What is Makoko Floating School?

Makoko Floating School is a prototype floating structure that addresses physical and social needs in view of the growing challenges of climate change and an urbanizing African context. It is a movable ‘building’ or ‘watercraft’ currently located in the waterfront community of Makoko on the lagoon heart of Nigeria’s most populous city, Lagos. Makoko is a cluster of communities living on water. For nearly 100 years it has thrived on the fishing and sawing industries. The community is largely built on stilt structures and transportation is only by canoes. It is a highly dense and urbanized area, yet it has almost no roads, no land, and no modern infrastructure. It is believed that over 100,000 people currently live in Makoko. The community is full of social and cultural opportunities, at the same time, faced with severe physical, environmental and political challenges.

 

Who is the school built for?

The school was initially conceived as an extension to the only existing English speaking school on water -‐ Whanyinna Nursery and Primary School, which served mainly the ‘Egun’ community in Makoko. However, it’s wider community acceptance has brought about a desire for its inclusiveness to serve the entire Makoko/Iwaya Waterfront Community and various ethnic groups. The building is used both for children’s educational needs and for communal use by adults outside of school hours.

 

How did the project begin and why?

In May 2011, Founder of NLE and architect Kunle Adeyemi visited Makoko and met members of the community. Inspired by the environment and their way of living and building, he subsequently volunteered to work with them to meet one of their needs -‐ the expansion of a nursery and primary school built on reclaimed land. The school was inadequate, dilapidated and prone to serious flooding that frequently hindered the children’s access to education. For Kunle Adeyemi and NLE, meeting this need was an opportunity to learn and to contribute. For the Makoko community, it was an opportunity for development. Adeyemi and NLE’s relationship with the community resulted in a holistic, innovative architectural solution as well as a wider urban vision that addresses the challenges of urbanization, climate change, energy, waste, water, and food facing many African coastal regions.

 

How was the design developed, built and how long did it take?
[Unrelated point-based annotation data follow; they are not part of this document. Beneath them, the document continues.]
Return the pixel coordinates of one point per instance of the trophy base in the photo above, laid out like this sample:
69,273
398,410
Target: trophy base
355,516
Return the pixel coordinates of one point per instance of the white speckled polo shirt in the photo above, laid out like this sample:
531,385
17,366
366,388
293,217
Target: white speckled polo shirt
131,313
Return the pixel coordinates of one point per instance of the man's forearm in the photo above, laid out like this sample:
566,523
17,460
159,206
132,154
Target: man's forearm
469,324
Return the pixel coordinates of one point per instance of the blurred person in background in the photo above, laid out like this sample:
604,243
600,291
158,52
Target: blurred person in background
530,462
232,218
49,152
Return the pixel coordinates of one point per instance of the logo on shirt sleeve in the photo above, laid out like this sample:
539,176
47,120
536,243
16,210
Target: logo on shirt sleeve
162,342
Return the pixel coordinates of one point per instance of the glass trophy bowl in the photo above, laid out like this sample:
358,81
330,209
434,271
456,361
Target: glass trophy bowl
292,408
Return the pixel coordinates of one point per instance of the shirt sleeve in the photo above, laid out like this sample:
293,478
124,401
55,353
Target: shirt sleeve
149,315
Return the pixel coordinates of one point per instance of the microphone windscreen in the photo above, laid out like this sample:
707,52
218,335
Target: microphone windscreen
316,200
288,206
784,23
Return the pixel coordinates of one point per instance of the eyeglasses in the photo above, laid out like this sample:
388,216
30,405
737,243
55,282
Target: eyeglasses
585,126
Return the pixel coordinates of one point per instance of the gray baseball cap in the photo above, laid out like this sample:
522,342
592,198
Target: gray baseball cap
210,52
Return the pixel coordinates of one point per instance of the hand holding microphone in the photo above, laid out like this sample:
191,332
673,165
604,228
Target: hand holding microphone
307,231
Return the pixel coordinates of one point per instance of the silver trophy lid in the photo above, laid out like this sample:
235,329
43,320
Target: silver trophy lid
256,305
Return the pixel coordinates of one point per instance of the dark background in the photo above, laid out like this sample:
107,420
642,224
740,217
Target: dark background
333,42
The design was developed by the NLE team, the local community building experts with international collaborators on specific technologies. One of the key challenges was finding a solution to building relatively cheap and reliable foundations that could support larger structures in the muddy and weak topography of Makoko area. This issue combined with the changing tidal/water level informed a solution to float the building. A number of design options were considered through several consultations with Makoko community experts and NLE’s international collaborators. The final preference was a solution based on the use of locally available materials, labor and vernacular building techniques, combined with relevant global technologies for improvements. This consultation, research & design phase started in June 2011. Construction began in September 2012 with flotation mock-up and testing. Recycled empty plastic barrels found abundantly in Lagos were used for the building’s flotation system, which consists of 16 wooden modules, each containing 16 barrels. Starting in November 2012, the modules were built and assembled on the water, creating the 100m2 platform that provides buoyancy for the building and its users. Once this was assembled, construction of the A-frame followed, led by a team of eight Makoko based builders using eco-friendly, locally sourced bamboo and wood procured from a local sawmill. The frame was completed by December 2012 and the enclosure and roof by February 2013. Development and installations of the building energy, waste, and water systems continued until May 2013.

 

Why a triangle?

A triangle or pyramid is an ideal shape for a tall floating object on water due to its relatively low center of gravity, which provides stability and balance even in heavy winds. The triangle is also a fundamental roof form, which is also ideal for the wet and rainy regional climate.

 

What are the potential risks?

Due to the movable nature of this prototype, there is a minor risk of drift in heavy storms if improperly anchored. There is also a risk of fire spread due to the use of wood. As with risks in any building, both issues have been carefully assessed and mitigated through design. Makoko Floating School employs a combination of temporary posts and retractable steel anchors. A fixed anchoring system is proposed for its long-term docking. The wood used is treated to resist rot and fire.